I am aware that a similar question has been asked here, among other questions, but I feel that my question is different because I am actually trying to write up a very rigorous proof that such a set spans the $n \times n$ symmetric matrices and that it is linearly independent.
I am having trouble with the proof because I know exactly what the basis is, but I'm having a difficult time proving it to the reader.
$\textbf{Problem}$: Find a basis for the space of $n \times n$ symmetric matrices.

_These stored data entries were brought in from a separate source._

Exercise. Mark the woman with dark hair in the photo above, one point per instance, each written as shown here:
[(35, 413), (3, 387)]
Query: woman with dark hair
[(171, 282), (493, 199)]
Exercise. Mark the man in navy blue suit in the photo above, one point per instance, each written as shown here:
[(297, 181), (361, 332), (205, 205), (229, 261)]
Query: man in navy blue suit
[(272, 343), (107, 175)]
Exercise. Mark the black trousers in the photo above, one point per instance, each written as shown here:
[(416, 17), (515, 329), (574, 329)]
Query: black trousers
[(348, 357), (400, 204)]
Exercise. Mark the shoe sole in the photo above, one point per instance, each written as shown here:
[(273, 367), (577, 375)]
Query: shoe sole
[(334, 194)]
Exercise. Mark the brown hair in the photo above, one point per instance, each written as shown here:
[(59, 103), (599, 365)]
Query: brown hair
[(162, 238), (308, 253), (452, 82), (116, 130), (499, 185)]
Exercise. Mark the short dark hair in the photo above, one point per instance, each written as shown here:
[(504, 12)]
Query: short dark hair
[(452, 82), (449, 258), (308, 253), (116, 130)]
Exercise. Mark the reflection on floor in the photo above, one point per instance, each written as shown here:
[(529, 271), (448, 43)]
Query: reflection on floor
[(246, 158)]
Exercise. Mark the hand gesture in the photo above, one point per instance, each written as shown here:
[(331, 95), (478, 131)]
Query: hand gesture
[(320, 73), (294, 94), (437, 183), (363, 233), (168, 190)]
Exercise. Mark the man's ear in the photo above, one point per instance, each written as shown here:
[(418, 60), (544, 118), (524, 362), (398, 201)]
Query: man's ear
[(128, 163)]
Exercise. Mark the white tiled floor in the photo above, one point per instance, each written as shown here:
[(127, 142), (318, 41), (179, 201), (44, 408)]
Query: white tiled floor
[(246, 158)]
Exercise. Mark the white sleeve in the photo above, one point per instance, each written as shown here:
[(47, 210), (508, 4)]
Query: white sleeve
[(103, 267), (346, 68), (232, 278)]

$\textbf{Solution:}$ Let $\mathbf{B}$ be the set containing $n$ $n \times n$ matrices, each with a single 1 in a different entry of the diagonal and a 0 elsewhere. Now for an $n \times n$ matrix, there are $n^2 - n$ entries not on the diagonal. Half of these, or $\frac{n(n - 1)}{2}$, are above the diagonal. Also let $\mathbf{B}$ contain the $\frac{n(n - 1)}{2}$ matrices with a 1 in an entry above the diagonal and its reflection across the diagonal and 0's elsewhere.
We claim that $\mathbf{B}$ is a basis. First we show that $\mathbf{B}$ spans the set of $n \times n$ symmetric matrices. Let $A$ be an $n \times n$ symmetric matrix. Let $a_{i, j}$ be the $i$th entry of the $j$th row. Select $V_{i, j}$ in $\mathbf{B}$ such that the $(V_{i, j})_{i, j} = 1$.

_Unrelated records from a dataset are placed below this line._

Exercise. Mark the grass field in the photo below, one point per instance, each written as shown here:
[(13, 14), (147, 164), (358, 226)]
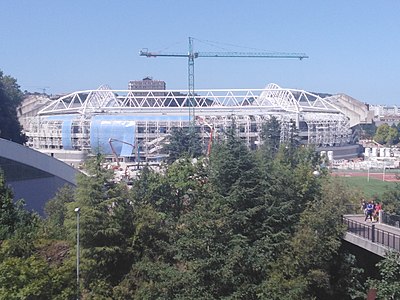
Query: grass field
[(369, 189)]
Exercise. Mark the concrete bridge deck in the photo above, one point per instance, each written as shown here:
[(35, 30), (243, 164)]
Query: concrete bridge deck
[(373, 236)]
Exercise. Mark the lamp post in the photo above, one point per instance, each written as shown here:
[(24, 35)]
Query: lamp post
[(77, 210)]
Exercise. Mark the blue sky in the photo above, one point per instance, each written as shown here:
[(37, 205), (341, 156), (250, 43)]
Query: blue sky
[(64, 46)]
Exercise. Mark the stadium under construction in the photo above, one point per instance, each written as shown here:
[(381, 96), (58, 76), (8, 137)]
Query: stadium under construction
[(133, 125)]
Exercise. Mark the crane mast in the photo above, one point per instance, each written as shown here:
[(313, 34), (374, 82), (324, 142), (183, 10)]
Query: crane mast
[(191, 55)]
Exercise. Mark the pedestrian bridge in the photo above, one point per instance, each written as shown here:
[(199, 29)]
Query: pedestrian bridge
[(376, 237)]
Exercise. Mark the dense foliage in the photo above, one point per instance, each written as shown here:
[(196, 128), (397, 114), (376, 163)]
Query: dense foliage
[(10, 99), (235, 225)]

Then $A = \sum_{i = 1}^{n}\sum_{j = 1}^n a_{i, j}V_{i, j}$.
[Now one thing I'm not sure how to do here is to account for the fact that I've added in too much due to the symmetry of the matrices. Could I divide by 2?]
Now we show that $\mathbf{B}$ is linearly independent. There are $k = n + \frac{n(n - 1)}{2}$ elements of $\mathbb{B}$. Suppose that $a_1v_1 + a_2v_2 + \ldots + a_kv_k = 0$.
[I'm having trouble going from here. Once I assume that this is equal to 0, I'm not sure how to conclude that the $a_i$ must be 0.]
...
As you can see, I'm having quite a difficult time articulating this idea to the reader.